Generalized Follow-Up WHODAS 2.0 Assessment Through Language Models and Adaptive Clustering Ensemble in Higher Education
Rakshil Vijaybhai Kevadiya, Abbas Akkasi, Kathleen Fraser, Boris Vukovic, Jessie Gunnell, Sonia Tanguay, Majid Komeili · 2025
This paper addresses the challenge of automating the process of generating personalized follow-up questions (FQs) for students with disabilities based on their responses to the WHODAS 2.0 questionnaire. Given the diverse nature of FQs generated by disability service providers, our research aims to cluster these questions using advanced language models and ensemble clustering techniques. We utilized three different Sentence-Transformers embedding models (RoBERTa, MiniLM and MPNet) combined with clustering algorithms such as HDBSCAN, K-Means, BIRCH, Spectral Clustering, and Gaussian Mixture Models.
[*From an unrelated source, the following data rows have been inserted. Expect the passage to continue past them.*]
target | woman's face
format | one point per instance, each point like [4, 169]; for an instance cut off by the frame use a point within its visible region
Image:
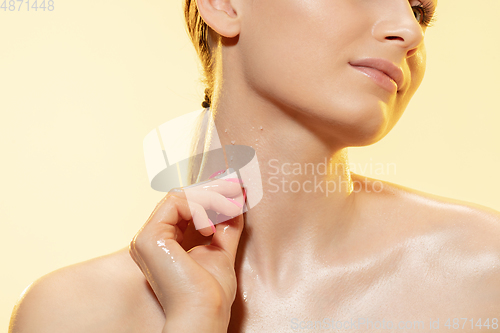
[298, 52]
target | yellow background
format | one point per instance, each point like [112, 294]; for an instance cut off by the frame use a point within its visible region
[82, 85]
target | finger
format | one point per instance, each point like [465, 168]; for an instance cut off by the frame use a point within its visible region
[216, 202]
[227, 187]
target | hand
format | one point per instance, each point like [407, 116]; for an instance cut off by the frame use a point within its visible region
[202, 280]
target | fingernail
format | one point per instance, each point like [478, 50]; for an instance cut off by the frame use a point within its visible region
[235, 202]
[211, 225]
[216, 173]
[233, 180]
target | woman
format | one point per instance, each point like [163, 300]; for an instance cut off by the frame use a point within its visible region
[306, 72]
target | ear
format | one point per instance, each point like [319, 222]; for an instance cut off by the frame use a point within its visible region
[221, 16]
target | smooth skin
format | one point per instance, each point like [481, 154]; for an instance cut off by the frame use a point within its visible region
[371, 250]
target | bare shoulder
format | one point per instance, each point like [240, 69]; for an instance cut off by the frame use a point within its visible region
[103, 294]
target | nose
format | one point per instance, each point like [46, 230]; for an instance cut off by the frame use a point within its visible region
[397, 25]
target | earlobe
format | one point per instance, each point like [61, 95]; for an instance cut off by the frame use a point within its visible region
[221, 16]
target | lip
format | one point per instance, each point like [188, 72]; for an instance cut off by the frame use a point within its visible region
[382, 72]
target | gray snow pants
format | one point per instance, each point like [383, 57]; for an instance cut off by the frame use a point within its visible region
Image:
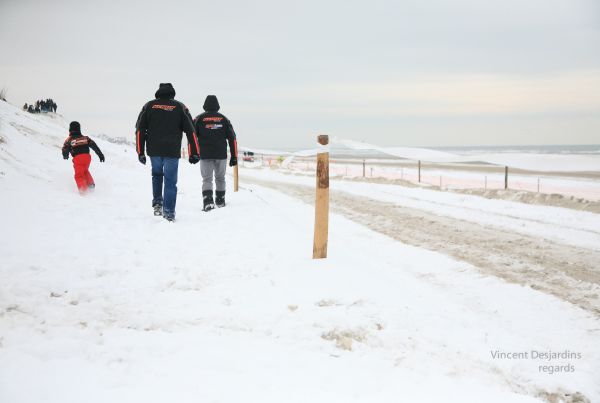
[207, 168]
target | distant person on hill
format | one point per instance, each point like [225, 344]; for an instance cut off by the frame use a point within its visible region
[214, 131]
[159, 127]
[79, 146]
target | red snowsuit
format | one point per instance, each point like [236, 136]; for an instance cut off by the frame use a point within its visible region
[79, 147]
[83, 177]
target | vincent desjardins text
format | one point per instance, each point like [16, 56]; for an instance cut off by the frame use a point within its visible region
[551, 362]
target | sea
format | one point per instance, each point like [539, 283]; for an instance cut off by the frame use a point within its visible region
[576, 149]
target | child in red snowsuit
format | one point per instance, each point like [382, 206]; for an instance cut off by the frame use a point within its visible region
[79, 146]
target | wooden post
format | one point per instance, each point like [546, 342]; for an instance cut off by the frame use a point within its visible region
[235, 178]
[322, 202]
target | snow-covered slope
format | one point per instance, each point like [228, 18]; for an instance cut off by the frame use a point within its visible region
[100, 301]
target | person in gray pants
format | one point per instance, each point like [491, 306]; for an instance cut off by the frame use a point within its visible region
[214, 131]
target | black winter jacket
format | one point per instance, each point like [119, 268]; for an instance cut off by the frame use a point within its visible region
[214, 131]
[160, 124]
[77, 144]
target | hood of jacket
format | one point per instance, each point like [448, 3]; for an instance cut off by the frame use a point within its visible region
[165, 91]
[211, 104]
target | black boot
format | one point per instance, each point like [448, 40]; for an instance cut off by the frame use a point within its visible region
[220, 199]
[157, 208]
[209, 204]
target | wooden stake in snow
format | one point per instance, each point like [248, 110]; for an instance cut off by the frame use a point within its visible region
[235, 178]
[322, 202]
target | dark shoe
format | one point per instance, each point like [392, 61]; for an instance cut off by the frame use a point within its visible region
[207, 199]
[220, 199]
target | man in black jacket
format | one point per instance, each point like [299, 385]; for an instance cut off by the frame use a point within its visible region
[159, 128]
[214, 130]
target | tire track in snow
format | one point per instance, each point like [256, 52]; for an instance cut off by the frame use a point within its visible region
[567, 272]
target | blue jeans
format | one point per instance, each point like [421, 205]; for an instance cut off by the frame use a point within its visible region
[165, 168]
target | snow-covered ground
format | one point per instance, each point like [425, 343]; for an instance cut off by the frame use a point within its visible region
[101, 301]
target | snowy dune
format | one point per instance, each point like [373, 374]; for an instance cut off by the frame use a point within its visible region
[100, 301]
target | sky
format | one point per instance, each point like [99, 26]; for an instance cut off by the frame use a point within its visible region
[393, 73]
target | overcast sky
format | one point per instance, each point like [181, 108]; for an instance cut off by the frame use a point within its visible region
[403, 73]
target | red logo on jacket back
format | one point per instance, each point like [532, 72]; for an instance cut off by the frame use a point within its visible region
[168, 108]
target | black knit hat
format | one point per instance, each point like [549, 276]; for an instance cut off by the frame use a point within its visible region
[74, 127]
[211, 104]
[165, 90]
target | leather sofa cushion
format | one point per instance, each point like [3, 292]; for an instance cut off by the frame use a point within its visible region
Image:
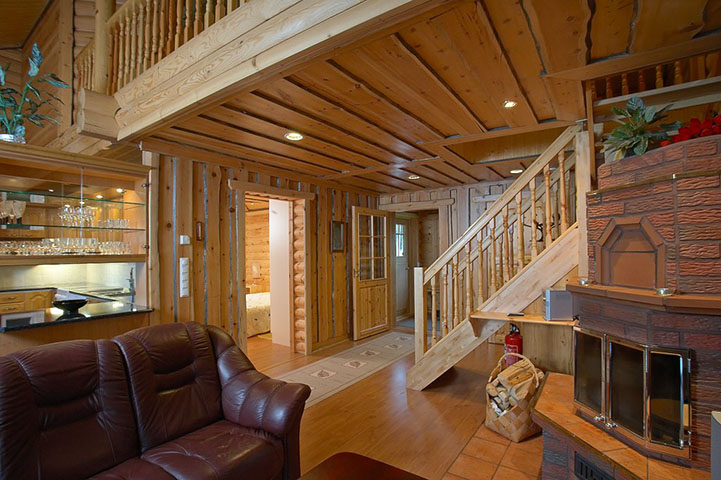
[65, 411]
[173, 380]
[220, 451]
[134, 469]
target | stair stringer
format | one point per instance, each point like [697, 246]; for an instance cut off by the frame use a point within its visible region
[543, 272]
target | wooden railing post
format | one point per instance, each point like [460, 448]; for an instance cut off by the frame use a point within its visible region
[103, 10]
[583, 186]
[419, 305]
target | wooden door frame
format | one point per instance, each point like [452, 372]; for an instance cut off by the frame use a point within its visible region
[356, 211]
[241, 188]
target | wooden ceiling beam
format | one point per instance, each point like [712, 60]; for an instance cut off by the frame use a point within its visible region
[634, 61]
[179, 149]
[499, 132]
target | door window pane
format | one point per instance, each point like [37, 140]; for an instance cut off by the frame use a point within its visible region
[400, 240]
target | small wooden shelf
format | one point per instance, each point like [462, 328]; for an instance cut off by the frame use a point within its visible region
[538, 319]
[29, 260]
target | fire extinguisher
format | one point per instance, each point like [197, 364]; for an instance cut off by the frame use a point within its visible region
[513, 343]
Furthermore, an Adaptive Clustering Ensemble (ACE) method was employed to improve clustering performance. The results indicate that the ensemble method achieves greater stability and accuracy in clustering compared to individual models. Our findings demonstrate the potential of using AI to streamline the process of assessing and supporting students with disabilities in postsecondary education settings.